Ever since Mayor de Blasio's family moved into Gracie Mansion from their Park Slope row house 15 months ago, the Upper East Side people's house has been closed to the public as it underwent renovations and asbestos removal, but now it's ready to reopen for public tours.
The tours will resume only once a week beginning next month, but visitors will see an entirely new look inside. The mayor has made no secret he wants his administration and his policies to reflect the city's diversity and his concern for the working man; the same rule goes for the walls in his home.
New artwork has been curated for the progressive mayor. A portrait of President George Washington, for example, has been replaced by a painting of Pierre Toussaint, the former slave turned philanthropist; it's one of 49 pieces of a new Gracie Mansion art installation, chosen in close consultation with the city's first family.
"They, with us, looked at all the pieces," said Gabrielle Fialkoff, senior advisor to the mayor. "This is their home and this is what they're going to see every day."
The goal was to paint a more diverse picture of city life, especially in the late 18th century, when Gracie Mansion was built. At the time, one in five New Yorkers were slaves.
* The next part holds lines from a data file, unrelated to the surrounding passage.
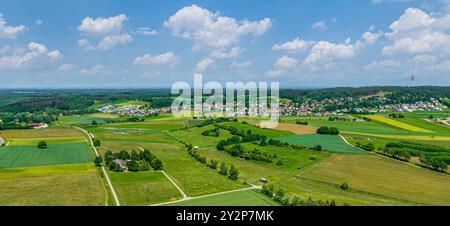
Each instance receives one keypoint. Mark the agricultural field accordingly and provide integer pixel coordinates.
(58, 185)
(54, 154)
(252, 171)
(163, 125)
(194, 136)
(143, 188)
(422, 114)
(422, 123)
(384, 177)
(297, 129)
(360, 127)
(194, 178)
(81, 120)
(398, 124)
(238, 198)
(328, 142)
(53, 132)
(270, 133)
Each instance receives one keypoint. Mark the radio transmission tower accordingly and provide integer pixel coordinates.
(413, 79)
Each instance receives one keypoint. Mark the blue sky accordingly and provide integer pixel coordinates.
(112, 43)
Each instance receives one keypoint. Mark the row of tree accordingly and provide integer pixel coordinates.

So visitors will soon find a portrait of abolitionist Frederick Douglass in the mansion's Peach Room -- but no longer find a portrait of First Lady Susan Wagner. In the elegant Yellow Parlor where de Blasio sometimes entertains, visitors will see the Gradual Emancipation Act of 1799 calling for children of slaves to be freed in mid-adulthood.
"I think they're really going to get a rich experience of what the city was like several hundred years ago that they may not have know of," said Fialkoff.
Headed for a blue wall in the library is a collection called the Cries of New York portraying the age-old struggle to get by in New York City, a popular de Blasio theme. Even wealthy Archibald Gracie, who built the mansion, later lost it in hard financial times.
Upper East Side neighbor Larry Jacobs said he wants the mayor to put results on display, not just diversity. But he likes the idea of the new art, which is being loaned by various museums and cultural institutions.
"There's a lot more to this country than a bunch of old dead white guys," said Jacobs.
Elizabeth Elson, also of the Upper East Side, said, "They've had a picture of George Washington up there for years, why not have something new?"
The art at Gracie hasn't been updated since Michael Bloomberg took office. He chose not to live there and there were more frequent tours.
De Blasio said moving to a Manhattan mansion was a difficult decision, though his family went from one bathroom to eight.
The cost of the changing decor is being covered by private dollars, the mayor's office said.
New York City resident can enter a ticket giveaway to tour the mansion at nyc.gov/GracieOpenHouse.